The parameters used to score surveillance systems are not perfect, as scoring is based on public reports. Because providing trends is one of main properties of sentinel surveillance, the frequency of surveys has more weight than the other parameters. The longer the time assessed, the more weight this parameter carries. Recent data on the timeliness of information is another important parameter as it assesses whether surveillance data are recent or not, and it has implications for the estimates produced at the country level.15
In spite of the limitation on the scoring system, similar parameters and weights were kept to compare them with the 2007 assessment of quality.
There are several limitations in this analysis. First, we may have not access to all the surveillance reports and studies conducted in countries that remain in the grey literature. Second, the assessment criteria may be unfair to small countries with low epidemic levels. Those countries may have opted for surveillance systems based mostly on case reporting, rather than surveys. In these local communities, integrated behaviour surveys among populations with high-risk groups may be very difficult to undertake. Lastly the score system is not perfect, as intends in assessing HIV trends and coverage of HIV surveillance among different populations. It does not address other issues as qualitative surveys or the use of data.
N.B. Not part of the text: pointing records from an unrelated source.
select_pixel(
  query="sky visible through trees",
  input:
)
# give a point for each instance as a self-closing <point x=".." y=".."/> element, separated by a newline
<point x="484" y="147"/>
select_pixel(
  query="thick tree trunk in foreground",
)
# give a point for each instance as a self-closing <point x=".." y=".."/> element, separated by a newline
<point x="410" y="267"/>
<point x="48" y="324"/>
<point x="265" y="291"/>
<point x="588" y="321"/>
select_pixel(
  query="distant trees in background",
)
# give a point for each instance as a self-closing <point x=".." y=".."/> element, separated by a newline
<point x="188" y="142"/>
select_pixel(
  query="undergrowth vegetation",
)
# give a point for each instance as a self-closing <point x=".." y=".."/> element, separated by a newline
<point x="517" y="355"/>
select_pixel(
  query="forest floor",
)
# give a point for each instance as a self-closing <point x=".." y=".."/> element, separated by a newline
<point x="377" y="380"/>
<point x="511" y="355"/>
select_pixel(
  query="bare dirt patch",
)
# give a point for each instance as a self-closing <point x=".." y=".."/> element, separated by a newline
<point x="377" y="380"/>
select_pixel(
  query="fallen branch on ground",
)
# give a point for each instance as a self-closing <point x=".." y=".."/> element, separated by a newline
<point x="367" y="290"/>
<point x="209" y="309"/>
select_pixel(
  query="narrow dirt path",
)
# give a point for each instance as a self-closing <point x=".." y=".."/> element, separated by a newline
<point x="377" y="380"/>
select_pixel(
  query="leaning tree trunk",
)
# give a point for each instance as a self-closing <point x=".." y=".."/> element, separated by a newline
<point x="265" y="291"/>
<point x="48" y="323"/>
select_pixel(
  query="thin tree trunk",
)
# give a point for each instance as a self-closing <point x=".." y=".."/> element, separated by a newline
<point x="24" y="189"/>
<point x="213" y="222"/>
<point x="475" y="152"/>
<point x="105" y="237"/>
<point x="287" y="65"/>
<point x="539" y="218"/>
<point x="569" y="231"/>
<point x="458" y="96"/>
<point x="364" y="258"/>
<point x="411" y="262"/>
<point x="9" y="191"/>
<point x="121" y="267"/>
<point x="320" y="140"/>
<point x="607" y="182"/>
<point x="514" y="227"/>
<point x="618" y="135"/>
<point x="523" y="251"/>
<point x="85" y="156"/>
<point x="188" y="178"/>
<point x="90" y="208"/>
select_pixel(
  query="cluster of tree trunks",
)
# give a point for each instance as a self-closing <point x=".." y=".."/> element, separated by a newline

Every effort has been made to contact regional experts and national epidemiologists via WHO regional offices and to ensure that most recent surveillance data have been identified for this study. Appropriate data for the assessment of surveillance quality in low-level or concentrated epidemics were limited to high-risk populations, while the analysis in countries with generalised epidemics was based on antenatal clinic surveillance and population-based surveys that include HIV testing. Other sources of data that are used in countries for monitoring the epidemic, such as blood screening mechanisms, were not captured here. Publications in languages other than English, French, Spanish or Russian were not considered in this study.
Several recommendations can be made based on our analysis. First, there is a need to review and assess HIV surveillance system periodically, to see if HIV surveillance systems are responding to the needs of the countries.15
These reviews or evaluations can be made regularly by national experts, and occasionally by external experts. Second, the consistency of methods, tools used, populations and geographical locations are the key parameters for surveillance to detect trends and overall burden of disease. Third, resources should be made available to improve the quality data collected.
- The quality of HIV surveillance systems remains at the same level as that for 2007 in high-burden countries.
- More national population surveys have been conducted worldwide, and these provide better coverage in generalised epidemics.
- There is a need to review and evaluate HIV surveillance systems on a regular basis.
- A significant number of countries still need to improve their HIV surveillance systems.